When I add a new disk to the pool according to the suitable procedure (https://wiki.covecube.com/StableBit_DrivePool_Q4142489), DrivePool starts to remeasure the pool, then checks it, which seems understandable.

But during the check I get the message of unconsistent file duplication (cf. 3.jpg), despite the fact that I did not allow file duplication.

Then once everything finished, I still have a pie chart showing 7.07GB of duplicated files (cf. 4.jpg) while I don't see anything duplicated in the per folder duplication screen (except of course the metadata). I also see 30.4GB of "other" files while every file of each disk is supposed to have been transfered into the pool.

Is this normal ?

Thank you for your help.

1.jpg

2.jpg

3.jpg

4.jpg

Link to comment
Share on other sites

5 answers to this question

Recommended Posts

  • 1

If you're manually moving new files into the pool via the hidden poolpart folders as per Q4142489, it is up to you to ensure they do not overlap existing folders/files in the pool.

This is because DrivePool's duplication works via having the same file exist in the same path on multiple drives in the pool.

For example, say you have a pool P consisting of drives D and E, whose contents are as follows:

d:\poolpart.1\folder1\file1 --> p:\folder1\file1 <-- this is a duplicated file
d:\poolpart.1\folder1\file2 --> p:\folder1\file2
d:\poolpart.1\folder1\file3 --> p:\folder1\file3
e:\poolpart.2\folder1\file1 --> p:\folder1\file1 <-- this is a duplicated file
e:\poolpart.2\folder1\file4 --> p:\folder1\file4
e:\poolpart.2\folder2\file1 --> p:\folder2\file1
e:\poolpart.2\folder2\file2 --> p:\folder2\file2

If you then had a new drive F you wanted to manually seed into the pool as per Q4142489, with new (i.e. different to the above) content as follows:

f:\folder1\file2 - - -> f:\poolpart.3\folder1\file2
f:\folder2\file3 - - -> f:\poolpart.3\folder2\file3

You would have to first change the name of F's folder1, folder2, file2 and/or file3 before moving \folder1\file2 into any hidden poolpart as otherwise it would overlap with the existing \folder1\ and \folder2\ as follows:

d:\poolpart.1\folder1\file1 --> p:\folder1\file1 <-- this is a duplicated file
d:\poolpart.1\folder1\file2 --> p:\folder1\file2 <-- this existing file is in conflict with a new file
d:\poolpart.1\folder1\file3 --> p:\folder1\file3
e:\poolpart.2\folder1\file1 --> p:\folder1\file1 <-- this is a duplicated file
e:\poolpart.2\folder1\file4 --> p:\folder1\file4
e:\poolpart.2\folder2\file1 --> p:\folder2\file1
e:\poolpart.2\folder2\file2 --> p:\folder2\file2
f:\poolpart.3\folder1\file2 --> p:\folder1\file2 <-- this new file is now in conflict with an existing file
f:\poolpart.3\folder2\file3 --> p:\folder2\file3 <-- this new file is now in the same folder as two existing files

@Christopher (Drashna) I recommend that the Q4142489 wiki entry should mention this explicitly; e.g. by instructing the user in step 4 to "First, check that the folder structure you intend to move into the pool does not already exist in the pool, unless your goal is to merge the content of those folder structures together."

Link to comment
Share on other sites

  • 1

Q: I understand now that these apparently surprising duplicated files in my pie chart were in fact mine from the beginning. Is it then a problem to leave them there ?

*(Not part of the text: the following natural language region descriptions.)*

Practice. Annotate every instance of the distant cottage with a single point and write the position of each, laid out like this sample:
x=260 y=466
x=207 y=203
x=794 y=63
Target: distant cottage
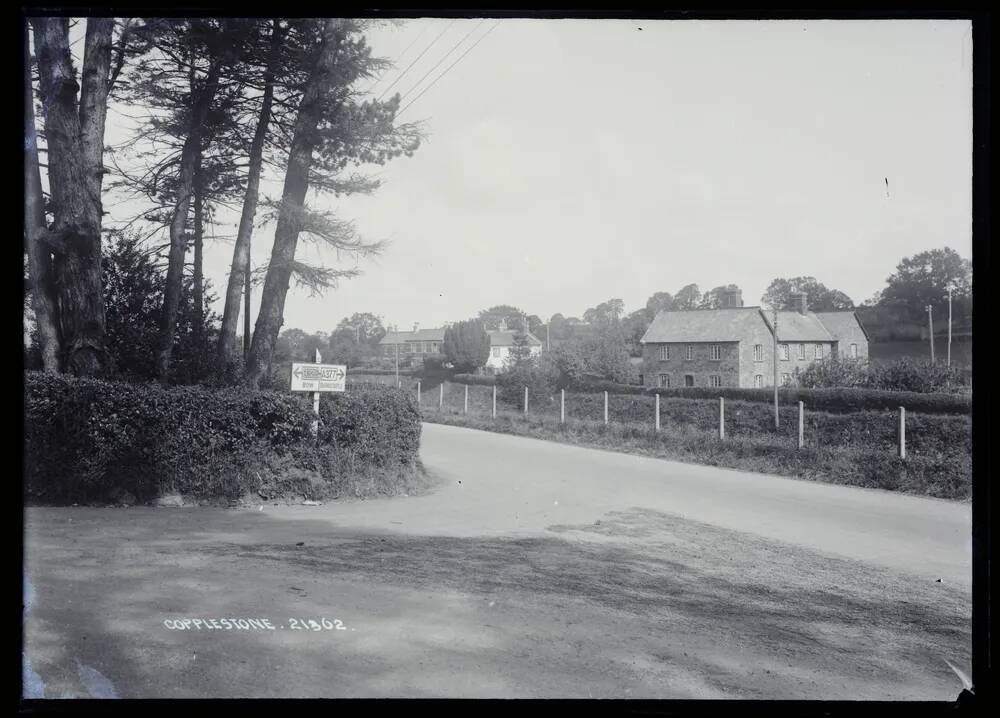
x=733 y=346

If they're actually duplicates, i.e. the exact same file with the same path in different poolparts, then no problem.

Q: I then don't quite understand the duplication warning that I get during the check : what can be the "duplicated files mismatching parts" ? I also noticed that when theses duplicates files just have the same name but are not really the same binary file (for example 2 different videos with the same name), then DrivePool just shows one of the two files in the pool. Which one does DrivePool choose ? Is this the case seen by DrivePool as a "duplicated files mismatching parts" case during the check ?

Yes, this indeed occurs when different files with the same path and name have been moved into different poolparts.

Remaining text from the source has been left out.